The relationship of parity and contraceptive use is in keeping with cross-sectional PMA2020 data from 2017; married women with 4+ births had lower modern contraceptive prevalence rates (27.1%) than women who had 0–1 children (41.6%) or 2–3 children (43.6%) [38]. Prevention of unwanted pregnancies and reduction of high parity births, a priority to address due to increased risk of maternal and child mortality, can be reduced through improved contraceptive use practices, including postpartum family planning. Though sample size must be considered when interpreting results, high parity women and women who want to limit births in SNNP-R do not seem to be receiving effective counseling and services.

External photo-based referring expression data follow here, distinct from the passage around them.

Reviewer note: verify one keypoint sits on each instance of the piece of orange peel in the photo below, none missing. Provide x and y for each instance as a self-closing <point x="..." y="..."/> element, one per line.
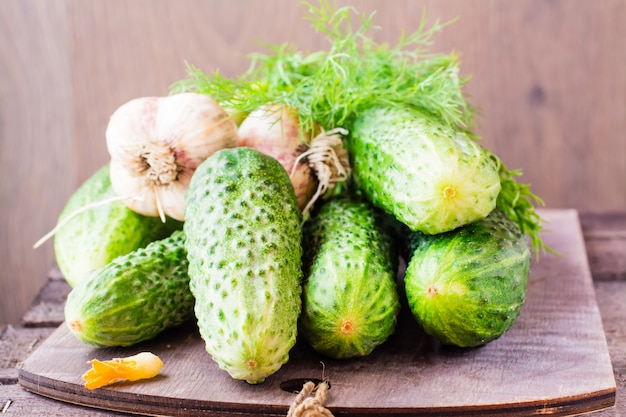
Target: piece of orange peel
<point x="143" y="365"/>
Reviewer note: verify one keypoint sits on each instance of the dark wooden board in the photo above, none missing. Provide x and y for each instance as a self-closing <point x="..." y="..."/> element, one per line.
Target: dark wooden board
<point x="534" y="369"/>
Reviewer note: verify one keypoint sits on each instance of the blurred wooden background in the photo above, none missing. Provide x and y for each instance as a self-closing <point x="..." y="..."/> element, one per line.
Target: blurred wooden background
<point x="549" y="76"/>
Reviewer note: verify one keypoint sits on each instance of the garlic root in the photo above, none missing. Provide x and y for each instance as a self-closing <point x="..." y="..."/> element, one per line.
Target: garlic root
<point x="156" y="144"/>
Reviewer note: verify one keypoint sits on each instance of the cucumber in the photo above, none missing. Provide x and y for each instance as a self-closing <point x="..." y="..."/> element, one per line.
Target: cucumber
<point x="244" y="244"/>
<point x="350" y="299"/>
<point x="96" y="236"/>
<point x="429" y="176"/>
<point x="467" y="287"/>
<point x="134" y="297"/>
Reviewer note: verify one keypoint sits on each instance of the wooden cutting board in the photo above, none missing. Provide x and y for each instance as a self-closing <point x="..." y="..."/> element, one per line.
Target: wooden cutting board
<point x="553" y="361"/>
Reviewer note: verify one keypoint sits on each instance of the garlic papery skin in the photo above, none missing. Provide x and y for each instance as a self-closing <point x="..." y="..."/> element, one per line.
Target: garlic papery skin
<point x="156" y="144"/>
<point x="274" y="130"/>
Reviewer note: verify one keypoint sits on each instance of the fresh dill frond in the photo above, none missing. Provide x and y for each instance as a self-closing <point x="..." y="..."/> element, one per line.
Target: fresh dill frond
<point x="330" y="88"/>
<point x="518" y="203"/>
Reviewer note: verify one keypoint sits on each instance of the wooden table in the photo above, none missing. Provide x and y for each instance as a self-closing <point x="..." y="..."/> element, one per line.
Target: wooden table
<point x="605" y="239"/>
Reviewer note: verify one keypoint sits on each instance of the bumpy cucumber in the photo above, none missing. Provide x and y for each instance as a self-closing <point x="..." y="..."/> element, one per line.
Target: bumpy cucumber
<point x="350" y="299"/>
<point x="467" y="287"/>
<point x="429" y="176"/>
<point x="134" y="297"/>
<point x="99" y="234"/>
<point x="244" y="233"/>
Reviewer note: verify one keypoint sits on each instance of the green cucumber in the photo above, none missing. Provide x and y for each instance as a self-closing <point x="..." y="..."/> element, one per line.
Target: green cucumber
<point x="244" y="244"/>
<point x="467" y="287"/>
<point x="429" y="176"/>
<point x="350" y="299"/>
<point x="134" y="297"/>
<point x="94" y="237"/>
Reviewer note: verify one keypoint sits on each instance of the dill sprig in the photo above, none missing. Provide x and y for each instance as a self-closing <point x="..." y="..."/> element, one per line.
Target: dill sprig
<point x="518" y="203"/>
<point x="330" y="88"/>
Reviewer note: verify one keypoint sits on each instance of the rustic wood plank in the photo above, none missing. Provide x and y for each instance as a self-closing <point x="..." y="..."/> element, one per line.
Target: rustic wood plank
<point x="36" y="152"/>
<point x="557" y="338"/>
<point x="605" y="238"/>
<point x="611" y="296"/>
<point x="47" y="307"/>
<point x="16" y="343"/>
<point x="18" y="402"/>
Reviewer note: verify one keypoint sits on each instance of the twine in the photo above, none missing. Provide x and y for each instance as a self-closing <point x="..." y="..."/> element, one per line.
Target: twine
<point x="305" y="405"/>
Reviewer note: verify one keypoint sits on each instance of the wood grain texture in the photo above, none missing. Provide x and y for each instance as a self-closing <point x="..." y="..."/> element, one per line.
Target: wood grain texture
<point x="548" y="75"/>
<point x="535" y="368"/>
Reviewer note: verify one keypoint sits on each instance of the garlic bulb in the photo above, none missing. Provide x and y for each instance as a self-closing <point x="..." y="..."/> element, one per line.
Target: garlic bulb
<point x="156" y="144"/>
<point x="315" y="161"/>
<point x="274" y="130"/>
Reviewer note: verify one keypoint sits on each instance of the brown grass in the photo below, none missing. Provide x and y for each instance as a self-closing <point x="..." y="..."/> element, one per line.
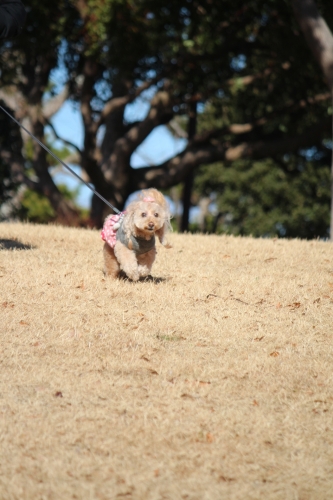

Our study is not without limitations, primarily due to the small sample size. To achieve adequate statistical power for analyses, we did not differentiate between women who received no services during the antenatal and postnatal period and those who did receive services but did not receive counseling. Sensitivity analyses of preliminary models demonstrated that the overall findings are consistent when disaggregated by no services versus no counseling, but model convergence was an issue in the final model. Additionally, the study was conducted only in one region of Ethiopia. Given the diversity between regions and groups within Ethiopia, these findings may not be generalizable to the country as a whole. Finally, while our study reduced bias related to selective retrospective recall, it cannot fully address selective receipt of PPFP services due to endogeneity. Endogeneity may occur, for example, in selective counseling of PPFP services due to a health worker’s knowledge of client’s motivation to use FP [39]. Our study, however, has a number of strengths, primarily the longitudinal design with low loss to follow-up. This allowed us to assess exposure to postpartum counseling and uptake of contraception at frequent intervals throughout the postpartum period, limiting recall bias. As we collected information on pregnancies occurring only between July 2017 and September 2017, we also limited confounding due to temporal changes that are present when including all births over a three- or five- year period, which may mask more recent progress. Finally, though the study may not be generalizable to all of Ethiopia, it was designed to be representative of currently pregnant women within SNNP and findings are generalizable within the region.

Conclusion

Our results demonstrate that receipt of PPFP counseling during postnatal care visits is associated with higher rates of contraceptive uptake among recently postpartum women, an important programmatic finding. The success of integration is limited, however, by low repeat ANC attendance, low-uptake of postnatal care services and inconsistent provision of PPFP counseling. Additionally, the lack of effect seen for facility delivery indicates that immediate postpartum services are not yet widely utilized in Ethiopia. A significant gap in services remains among high parity women and women who reported that the birth was unwanted. Short birth intervals, high parity and unwanted births are still high in Ethiopia, and interactions with health providers during MNH care provide unique opportunity to improve low contraceptive use situation in the country. Postnatal care providers must be trained to provide comprehensive PPFP counseling, including immediately after delivery and during child health visits, such as well-baby and immunization visits, for all women and particularly those who are interested in limiting future fertility. Future research should identify barriers to accessing postnatal care and what counseling messages and services can most effectively reach high parity women. Improving the coverage and quality of postpartum family planning services can help to reduce the number of high-risk pregnancies, further contributing to global declines in unintended pregnancies and maternal morbidity and mortality.